How Squared Circles is hoping to build the next generation of food & wellness brands
Subscribe: Apple Podcasts • Stitcher • Google Play • Spotify
Venture studio Squared Circles has lofty plans to launch the next big health, wellness and food products.
The project first began a little over three years ago when Lukas Derksen, who hailed from the creative firm Sid Lee, began angel investing in brands alongside entrepreneurs Alexander Gilkes and Osman Khan. One of its early investments was in the hair wellness brand Nutrafol. They decided to formalize the program into an incubation studio.
Over the years, however, Squared Circles decided to take a more hands-on approach — instead of acting as an incubator and investor for external brands, the studio is now focused on launching and scaling its own businesses. With that, the company just raised a $40 million Series A led by L Catterton.
“The pitch to the partners that we’re building with in the future is: OK, how do we actually build these things all the way to launch — and even Series A — without actually giving up necessarily any more of the cap table people?” said co-founder Derksen. He joined the Modern Retail Podcast and spoke about Squared Circle’s growth so far.
Currently, Squared Circles has incubated two brands — cooking oil startup Algae Cooking and skin care company Magic Molecule. It has plans to launch other brands too in spaces like “nutritious food products tailored to the GLP-1 generation” and “delivering functional medicine to children in tasty alternatives,” according to its website.

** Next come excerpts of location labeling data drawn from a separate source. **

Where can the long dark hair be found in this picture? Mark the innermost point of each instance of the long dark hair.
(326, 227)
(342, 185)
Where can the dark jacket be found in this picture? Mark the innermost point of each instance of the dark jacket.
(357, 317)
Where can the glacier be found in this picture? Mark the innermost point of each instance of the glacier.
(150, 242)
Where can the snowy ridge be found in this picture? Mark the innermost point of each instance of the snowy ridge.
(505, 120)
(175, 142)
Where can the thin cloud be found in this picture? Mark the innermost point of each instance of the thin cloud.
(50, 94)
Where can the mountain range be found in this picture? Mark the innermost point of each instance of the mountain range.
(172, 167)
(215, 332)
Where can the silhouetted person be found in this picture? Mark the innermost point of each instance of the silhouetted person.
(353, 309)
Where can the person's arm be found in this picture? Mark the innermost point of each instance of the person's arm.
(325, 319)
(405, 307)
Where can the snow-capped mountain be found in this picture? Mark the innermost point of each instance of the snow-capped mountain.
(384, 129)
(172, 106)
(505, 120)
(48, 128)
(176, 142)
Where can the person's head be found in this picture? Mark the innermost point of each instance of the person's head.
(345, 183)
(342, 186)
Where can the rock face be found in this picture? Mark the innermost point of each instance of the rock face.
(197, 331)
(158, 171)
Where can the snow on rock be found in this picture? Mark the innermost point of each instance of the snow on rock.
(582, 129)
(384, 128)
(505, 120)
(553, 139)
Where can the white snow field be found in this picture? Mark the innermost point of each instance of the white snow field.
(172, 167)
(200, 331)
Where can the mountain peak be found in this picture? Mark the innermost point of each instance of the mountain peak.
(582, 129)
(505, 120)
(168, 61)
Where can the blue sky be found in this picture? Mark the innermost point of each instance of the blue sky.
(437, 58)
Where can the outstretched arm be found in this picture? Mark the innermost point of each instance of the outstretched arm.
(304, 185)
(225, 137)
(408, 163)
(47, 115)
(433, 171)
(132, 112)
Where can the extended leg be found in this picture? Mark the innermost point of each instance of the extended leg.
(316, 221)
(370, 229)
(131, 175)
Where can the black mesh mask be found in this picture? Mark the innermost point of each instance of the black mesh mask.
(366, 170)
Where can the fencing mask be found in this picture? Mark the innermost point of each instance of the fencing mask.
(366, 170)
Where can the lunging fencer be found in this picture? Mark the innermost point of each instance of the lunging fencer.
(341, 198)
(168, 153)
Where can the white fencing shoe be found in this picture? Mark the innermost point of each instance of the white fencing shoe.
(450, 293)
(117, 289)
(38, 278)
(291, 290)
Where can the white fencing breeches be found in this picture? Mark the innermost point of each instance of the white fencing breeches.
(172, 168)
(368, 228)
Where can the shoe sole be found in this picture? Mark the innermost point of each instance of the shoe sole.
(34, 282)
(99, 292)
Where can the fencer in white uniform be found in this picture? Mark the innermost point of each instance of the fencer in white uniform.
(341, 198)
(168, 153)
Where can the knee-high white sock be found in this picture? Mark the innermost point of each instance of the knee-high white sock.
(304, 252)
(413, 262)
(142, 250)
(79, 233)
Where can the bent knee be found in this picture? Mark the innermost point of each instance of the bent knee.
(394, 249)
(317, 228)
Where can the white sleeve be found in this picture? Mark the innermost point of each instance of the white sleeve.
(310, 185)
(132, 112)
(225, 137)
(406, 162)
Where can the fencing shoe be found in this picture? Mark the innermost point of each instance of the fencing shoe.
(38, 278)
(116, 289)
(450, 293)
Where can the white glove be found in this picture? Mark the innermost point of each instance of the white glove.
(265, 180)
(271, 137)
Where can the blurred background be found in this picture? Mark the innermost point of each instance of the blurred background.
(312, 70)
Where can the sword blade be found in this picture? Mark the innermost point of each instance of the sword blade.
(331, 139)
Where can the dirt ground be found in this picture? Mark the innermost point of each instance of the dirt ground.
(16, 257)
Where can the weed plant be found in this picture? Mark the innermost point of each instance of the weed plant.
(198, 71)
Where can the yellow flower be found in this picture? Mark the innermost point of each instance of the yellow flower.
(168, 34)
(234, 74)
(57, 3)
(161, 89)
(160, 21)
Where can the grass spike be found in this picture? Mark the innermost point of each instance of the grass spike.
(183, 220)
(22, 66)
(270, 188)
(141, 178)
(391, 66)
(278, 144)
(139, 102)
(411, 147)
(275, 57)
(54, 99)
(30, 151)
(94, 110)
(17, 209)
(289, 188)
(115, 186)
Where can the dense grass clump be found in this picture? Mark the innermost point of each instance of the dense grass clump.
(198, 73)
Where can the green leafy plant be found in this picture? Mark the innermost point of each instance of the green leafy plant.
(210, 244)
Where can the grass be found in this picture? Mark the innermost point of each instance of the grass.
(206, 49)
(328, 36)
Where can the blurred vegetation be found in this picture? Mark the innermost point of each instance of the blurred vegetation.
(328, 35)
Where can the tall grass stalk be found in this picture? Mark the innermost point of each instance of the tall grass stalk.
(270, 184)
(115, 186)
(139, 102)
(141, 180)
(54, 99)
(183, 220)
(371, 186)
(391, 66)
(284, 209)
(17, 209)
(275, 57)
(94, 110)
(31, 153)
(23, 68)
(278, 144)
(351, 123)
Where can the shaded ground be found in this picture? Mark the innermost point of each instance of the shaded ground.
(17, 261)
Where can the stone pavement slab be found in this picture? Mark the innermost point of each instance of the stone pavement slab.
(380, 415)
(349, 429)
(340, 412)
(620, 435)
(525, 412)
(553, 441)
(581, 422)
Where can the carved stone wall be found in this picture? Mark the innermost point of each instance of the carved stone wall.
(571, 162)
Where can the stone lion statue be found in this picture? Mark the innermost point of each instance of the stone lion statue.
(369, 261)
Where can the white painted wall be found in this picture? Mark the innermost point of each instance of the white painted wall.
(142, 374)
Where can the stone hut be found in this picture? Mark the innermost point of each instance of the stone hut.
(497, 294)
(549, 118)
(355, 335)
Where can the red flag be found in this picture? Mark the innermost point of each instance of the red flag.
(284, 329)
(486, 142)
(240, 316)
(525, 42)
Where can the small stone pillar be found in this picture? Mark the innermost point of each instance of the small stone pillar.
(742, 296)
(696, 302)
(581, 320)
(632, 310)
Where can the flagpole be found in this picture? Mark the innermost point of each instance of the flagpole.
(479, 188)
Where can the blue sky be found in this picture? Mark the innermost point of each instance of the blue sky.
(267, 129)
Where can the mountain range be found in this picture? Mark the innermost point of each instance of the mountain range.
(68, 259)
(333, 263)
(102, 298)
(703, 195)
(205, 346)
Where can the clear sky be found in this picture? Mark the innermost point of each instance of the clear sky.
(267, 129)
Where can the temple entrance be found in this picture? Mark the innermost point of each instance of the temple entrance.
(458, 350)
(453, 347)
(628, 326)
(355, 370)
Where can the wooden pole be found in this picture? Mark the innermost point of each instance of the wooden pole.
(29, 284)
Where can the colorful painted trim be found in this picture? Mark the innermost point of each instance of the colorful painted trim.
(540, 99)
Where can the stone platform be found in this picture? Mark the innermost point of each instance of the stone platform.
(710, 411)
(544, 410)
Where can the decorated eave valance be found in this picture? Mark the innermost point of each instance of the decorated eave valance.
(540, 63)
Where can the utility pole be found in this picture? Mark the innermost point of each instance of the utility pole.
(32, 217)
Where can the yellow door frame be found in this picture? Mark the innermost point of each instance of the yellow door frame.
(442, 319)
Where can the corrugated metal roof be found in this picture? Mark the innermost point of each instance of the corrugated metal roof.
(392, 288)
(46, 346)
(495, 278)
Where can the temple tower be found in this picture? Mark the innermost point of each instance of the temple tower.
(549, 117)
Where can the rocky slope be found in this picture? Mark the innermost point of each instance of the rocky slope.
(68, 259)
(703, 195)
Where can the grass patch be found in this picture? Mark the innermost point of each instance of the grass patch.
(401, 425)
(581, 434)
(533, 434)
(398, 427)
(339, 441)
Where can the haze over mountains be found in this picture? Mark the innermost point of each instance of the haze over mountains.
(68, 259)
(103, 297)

According to Derksen, all of these ideas come from data. “We start very much from a consumer insight place — and that’s something that we strive for every single time,” he said.
The focus now is to continue launching new products and getting them ready to market as quickly as possible. Though VC funding isn’t as plentiful as it was a few years ago, Derksen said there is still an appetite for certain areas.
“The two categories that have been outspending on disproportionately are health and wellness and food and beverage,” he said.
Here are a few highlights from the conversation, which have been lightly edited for clarity.
Keeping a low profile
“We’ve actually been, I would say, very much under the radar by design over last couple of years. [This is] because we’re always true believers that our actions and the things we put into the world just speak for themselves, rather than some others who might be very pompous and trying to sell people on a vision before there’s actually really something under the hood. That’s why it’s such an exciting moment to speak to you — we’re really at this moment in time where we now have three businesses in market… We’re getting to a point where this is all taking shape.”
A focus on data
“We start very much from a consumer insight place — and that’s something that we strive for every single time. There are a lot of startups that fail, in our humble opinion, because they start with thought first and then try to find the consumer. And we put that on his head. We always start with a consumer insight first, and then build the IP and product around it. And so we at Squared Circles spend our time mining insights constantly.”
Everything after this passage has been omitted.